Key points from article :
Researchers at The Ohio State University have developed a groundbreaking light-based gene therapy, called mLumiOpto, that disrupts cancer cells’ energy-producing mitochondria, triggering their destruction. This innovative approach uses nanoparticles to deliver gene therapy specifically to cancer cells, and experiments in mice have demonstrated its effectiveness in shrinking glioblastoma brain tumours and aggressive triple-negative breast cancer tumours. The study, published in Cancer Research, was co-led by Dr. Lufang Zhou, a professor of biomedical engineering and surgery, and Dr. X. Margaret Liu, a professor of chemical and biomolecular engineering.

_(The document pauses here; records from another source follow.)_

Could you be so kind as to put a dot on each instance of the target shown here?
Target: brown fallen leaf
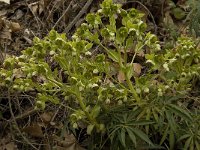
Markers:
(46, 117)
(34, 130)
(9, 146)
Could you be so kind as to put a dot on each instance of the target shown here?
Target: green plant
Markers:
(137, 109)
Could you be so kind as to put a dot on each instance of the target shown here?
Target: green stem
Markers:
(79, 98)
(83, 107)
(137, 98)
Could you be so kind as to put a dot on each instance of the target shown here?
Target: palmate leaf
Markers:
(179, 111)
(132, 136)
(113, 55)
(142, 135)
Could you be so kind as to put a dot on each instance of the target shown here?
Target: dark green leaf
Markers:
(132, 136)
(179, 111)
(142, 135)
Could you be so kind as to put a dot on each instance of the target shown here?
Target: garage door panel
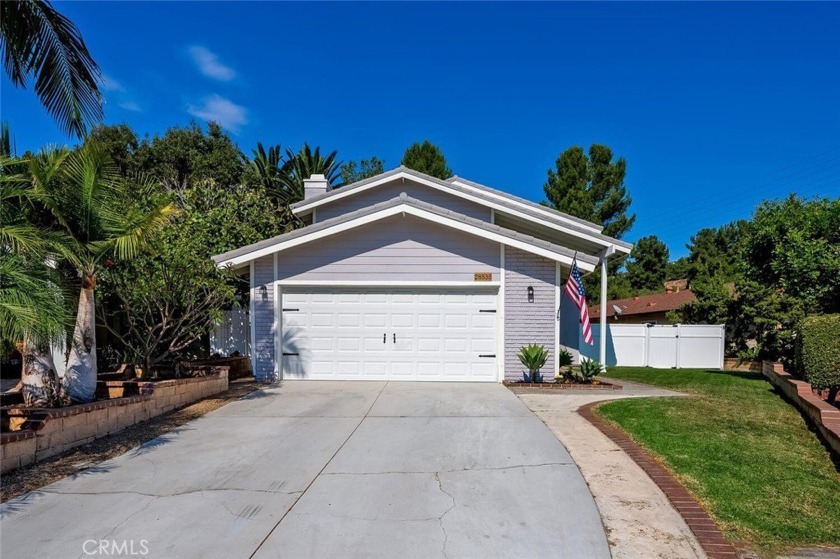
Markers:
(427, 335)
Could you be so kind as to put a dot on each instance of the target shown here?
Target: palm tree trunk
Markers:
(41, 385)
(80, 378)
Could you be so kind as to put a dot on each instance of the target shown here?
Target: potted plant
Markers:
(589, 369)
(534, 358)
(564, 362)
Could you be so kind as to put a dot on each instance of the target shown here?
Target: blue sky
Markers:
(714, 106)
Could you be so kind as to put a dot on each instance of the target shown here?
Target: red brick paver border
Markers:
(708, 533)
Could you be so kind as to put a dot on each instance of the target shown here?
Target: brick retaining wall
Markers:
(825, 416)
(60, 429)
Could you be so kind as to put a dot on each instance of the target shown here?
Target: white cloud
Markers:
(209, 65)
(131, 106)
(107, 83)
(224, 111)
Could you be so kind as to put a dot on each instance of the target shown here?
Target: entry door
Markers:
(443, 335)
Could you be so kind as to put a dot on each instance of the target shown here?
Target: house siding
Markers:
(387, 192)
(399, 248)
(526, 322)
(263, 317)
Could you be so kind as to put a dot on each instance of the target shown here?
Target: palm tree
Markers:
(41, 44)
(103, 217)
(268, 165)
(32, 309)
(302, 165)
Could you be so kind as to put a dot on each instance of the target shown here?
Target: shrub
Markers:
(818, 352)
(589, 369)
(533, 356)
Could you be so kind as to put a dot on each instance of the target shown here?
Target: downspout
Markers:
(602, 338)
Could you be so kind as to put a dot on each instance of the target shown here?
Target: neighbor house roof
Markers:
(500, 201)
(405, 204)
(646, 304)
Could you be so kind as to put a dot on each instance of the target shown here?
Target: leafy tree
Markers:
(183, 156)
(647, 265)
(714, 253)
(427, 158)
(102, 216)
(40, 44)
(366, 168)
(305, 163)
(677, 269)
(119, 143)
(592, 188)
(161, 304)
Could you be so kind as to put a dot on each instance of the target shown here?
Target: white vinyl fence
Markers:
(660, 347)
(233, 334)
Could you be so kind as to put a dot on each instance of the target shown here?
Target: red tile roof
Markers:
(645, 304)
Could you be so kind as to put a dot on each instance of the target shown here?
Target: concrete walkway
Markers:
(319, 469)
(639, 519)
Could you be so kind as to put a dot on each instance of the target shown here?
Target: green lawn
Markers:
(742, 450)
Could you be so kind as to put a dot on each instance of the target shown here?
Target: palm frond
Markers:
(40, 43)
(31, 303)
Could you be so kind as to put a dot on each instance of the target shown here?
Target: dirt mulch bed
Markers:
(707, 532)
(52, 469)
(531, 387)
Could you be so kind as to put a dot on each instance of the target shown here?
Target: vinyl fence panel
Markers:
(660, 347)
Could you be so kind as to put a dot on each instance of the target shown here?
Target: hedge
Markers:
(819, 352)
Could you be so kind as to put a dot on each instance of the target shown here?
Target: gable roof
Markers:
(405, 204)
(495, 199)
(646, 304)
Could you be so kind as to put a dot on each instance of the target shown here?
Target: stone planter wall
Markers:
(731, 364)
(825, 416)
(46, 432)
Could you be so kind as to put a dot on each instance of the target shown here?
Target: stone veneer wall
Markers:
(526, 322)
(825, 416)
(61, 429)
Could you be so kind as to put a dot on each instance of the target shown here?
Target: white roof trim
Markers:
(589, 233)
(388, 211)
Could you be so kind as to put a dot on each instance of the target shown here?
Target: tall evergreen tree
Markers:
(427, 158)
(648, 264)
(591, 187)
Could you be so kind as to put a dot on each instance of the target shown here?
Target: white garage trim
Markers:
(430, 334)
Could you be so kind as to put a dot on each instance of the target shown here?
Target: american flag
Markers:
(574, 289)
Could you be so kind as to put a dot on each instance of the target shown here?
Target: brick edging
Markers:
(708, 533)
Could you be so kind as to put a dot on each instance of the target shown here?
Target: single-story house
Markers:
(404, 276)
(647, 309)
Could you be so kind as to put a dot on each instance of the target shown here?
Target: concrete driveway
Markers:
(322, 469)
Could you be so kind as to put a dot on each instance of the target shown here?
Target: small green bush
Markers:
(533, 356)
(589, 369)
(818, 352)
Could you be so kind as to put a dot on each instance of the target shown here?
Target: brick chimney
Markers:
(314, 186)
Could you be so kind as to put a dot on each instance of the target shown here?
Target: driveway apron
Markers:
(328, 469)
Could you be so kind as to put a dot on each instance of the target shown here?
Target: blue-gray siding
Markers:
(525, 322)
(390, 191)
(398, 248)
(263, 317)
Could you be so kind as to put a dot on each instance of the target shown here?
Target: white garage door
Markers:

Mitochondria, often called the "powerhouses" of cells, have long been seen as promising targets for cancer therapy, but their impermeable inner membrane has made them challenging to disrupt. The mLumiOpto technique addresses this by delivering genetic instructions for two key proteins: a light-sensitive protein that generates electrical currents and an enzyme that emits bioluminescent light. Once inside the mitochondria of cancer cells, these proteins are activated by a chemical injection, creating light-driven electrical currents that destabilize the mitochondria, leading to cancer cell death while sparing healthy cells.
Dr. Liu’s lab designed a highly targeted delivery system using an engineered virus coated in natural nanocarriers derived from human cells. This ensures stability and precise targeting, enhanced further by attaching a monoclonal antibody that recognizes receptors on cancer cell surfaces. This dual strategy not only disrupts cancer cells but also appears to stimulate the immune system to attack remaining tumour cells.
Mouse studies showed significant tumour reduction and improved survival in glioblastoma and triple-negative breast cancer models, with no damage to healthy tissue. The researchers are now exploring additional applications of mLumiOpto and have filed a provisional patent for this promising technology. If successful in further studies, this approach could represent a major advancement in treating difficult-to-target cancers.